FDA Grants Breakthrough Designation for Wayrilz to Treat Autoimmune Hemolytic Anemia

The U.S. Food and Drug Administration (FDA) has granted a designation as breakthrough therapy to Wayrilz (rilzabrutinib), a novel oral, reversible Bruton’s tyrosine kinase (BTK) inhibitor, for the treatment of patients with warm autoimmune hemolytic anemia (wAIHA), a rare autoimmune disorder marked by the destruction of red blood cells. 

The designation is based on clinical data from the ongoing LUMINA 2 Phase IIb study (NCT05002777) assessing the efficacy and safety of rilzabrutinib for patients with wAIHA. In addition, the new LUMINA 3 Phase III study (NCT07086976) is assessing rilzabrutinib compared with placebo in patients with wAIHA. There is currently no approved treatment that specifically targets the underlying cause of this rare autoimmune condition, which can lead to anemia, fatigue and serious organ damage.

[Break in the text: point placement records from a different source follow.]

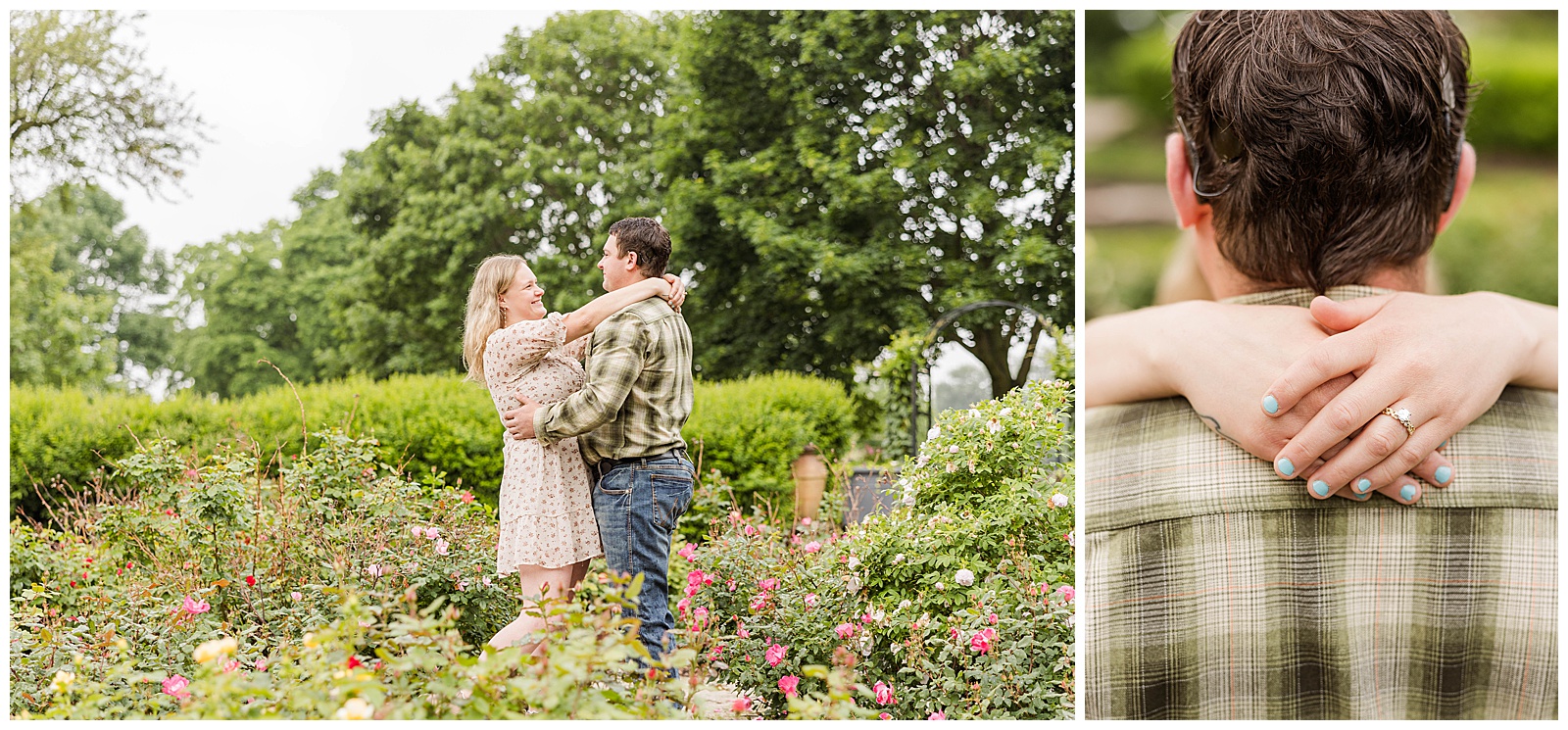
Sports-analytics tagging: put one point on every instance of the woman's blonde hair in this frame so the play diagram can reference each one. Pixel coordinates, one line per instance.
(491, 280)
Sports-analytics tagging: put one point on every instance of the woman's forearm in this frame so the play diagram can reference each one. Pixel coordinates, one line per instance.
(1539, 326)
(1120, 356)
(590, 316)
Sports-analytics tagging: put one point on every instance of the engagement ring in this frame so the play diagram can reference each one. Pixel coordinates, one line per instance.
(1402, 415)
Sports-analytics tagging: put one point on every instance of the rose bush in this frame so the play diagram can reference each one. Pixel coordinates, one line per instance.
(956, 605)
(331, 586)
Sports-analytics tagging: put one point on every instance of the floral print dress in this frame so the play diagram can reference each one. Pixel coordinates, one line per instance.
(546, 507)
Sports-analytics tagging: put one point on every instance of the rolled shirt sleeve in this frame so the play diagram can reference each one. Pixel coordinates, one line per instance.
(618, 353)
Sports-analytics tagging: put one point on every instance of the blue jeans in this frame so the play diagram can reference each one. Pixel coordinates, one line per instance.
(637, 507)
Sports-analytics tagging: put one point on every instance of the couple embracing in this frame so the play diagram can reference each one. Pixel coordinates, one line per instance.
(593, 403)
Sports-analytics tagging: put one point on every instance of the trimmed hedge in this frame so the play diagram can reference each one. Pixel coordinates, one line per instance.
(749, 428)
(752, 429)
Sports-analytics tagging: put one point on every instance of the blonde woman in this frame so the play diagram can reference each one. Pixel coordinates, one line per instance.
(517, 350)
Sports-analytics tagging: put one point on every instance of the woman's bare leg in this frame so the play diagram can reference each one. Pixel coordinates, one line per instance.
(537, 581)
(579, 572)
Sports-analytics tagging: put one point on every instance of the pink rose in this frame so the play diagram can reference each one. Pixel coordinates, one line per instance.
(174, 687)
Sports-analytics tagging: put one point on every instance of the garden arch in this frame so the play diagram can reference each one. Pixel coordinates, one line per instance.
(921, 361)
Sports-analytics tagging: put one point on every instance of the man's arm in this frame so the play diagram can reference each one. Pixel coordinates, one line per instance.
(612, 371)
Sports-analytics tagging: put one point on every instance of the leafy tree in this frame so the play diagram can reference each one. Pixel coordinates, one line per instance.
(271, 295)
(844, 174)
(54, 334)
(551, 144)
(85, 107)
(83, 292)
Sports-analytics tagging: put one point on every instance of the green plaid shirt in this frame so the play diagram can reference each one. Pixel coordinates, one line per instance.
(1212, 589)
(639, 390)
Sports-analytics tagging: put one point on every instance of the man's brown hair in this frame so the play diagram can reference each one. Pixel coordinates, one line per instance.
(1325, 141)
(648, 240)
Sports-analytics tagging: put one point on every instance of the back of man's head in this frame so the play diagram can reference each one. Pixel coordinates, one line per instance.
(1325, 141)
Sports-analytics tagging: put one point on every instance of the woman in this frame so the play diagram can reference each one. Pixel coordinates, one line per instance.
(517, 350)
(1277, 379)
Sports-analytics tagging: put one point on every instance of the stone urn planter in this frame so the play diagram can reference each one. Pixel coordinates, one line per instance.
(811, 480)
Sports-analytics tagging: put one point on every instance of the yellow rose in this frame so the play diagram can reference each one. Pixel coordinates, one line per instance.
(216, 649)
(62, 680)
(357, 710)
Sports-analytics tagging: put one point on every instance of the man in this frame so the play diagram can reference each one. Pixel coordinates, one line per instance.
(627, 418)
(1316, 152)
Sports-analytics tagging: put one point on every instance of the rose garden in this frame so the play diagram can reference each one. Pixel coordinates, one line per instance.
(219, 578)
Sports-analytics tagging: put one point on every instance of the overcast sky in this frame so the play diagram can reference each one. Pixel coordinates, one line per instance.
(287, 93)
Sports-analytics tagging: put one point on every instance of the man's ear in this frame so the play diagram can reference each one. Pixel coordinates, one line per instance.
(1462, 182)
(1178, 180)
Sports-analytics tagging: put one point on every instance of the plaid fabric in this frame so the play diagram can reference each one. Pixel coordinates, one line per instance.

“These recognitions highlight the critical unmet need that persists for people living with wAIHA,” said Karin Knobe, global head of development, rare diseases, at Sanfoi. “Furthermore, receiving such designations reinforces our commitment to advancing innovative medicines for rare diseases that currently have limited or no approved treatment options.”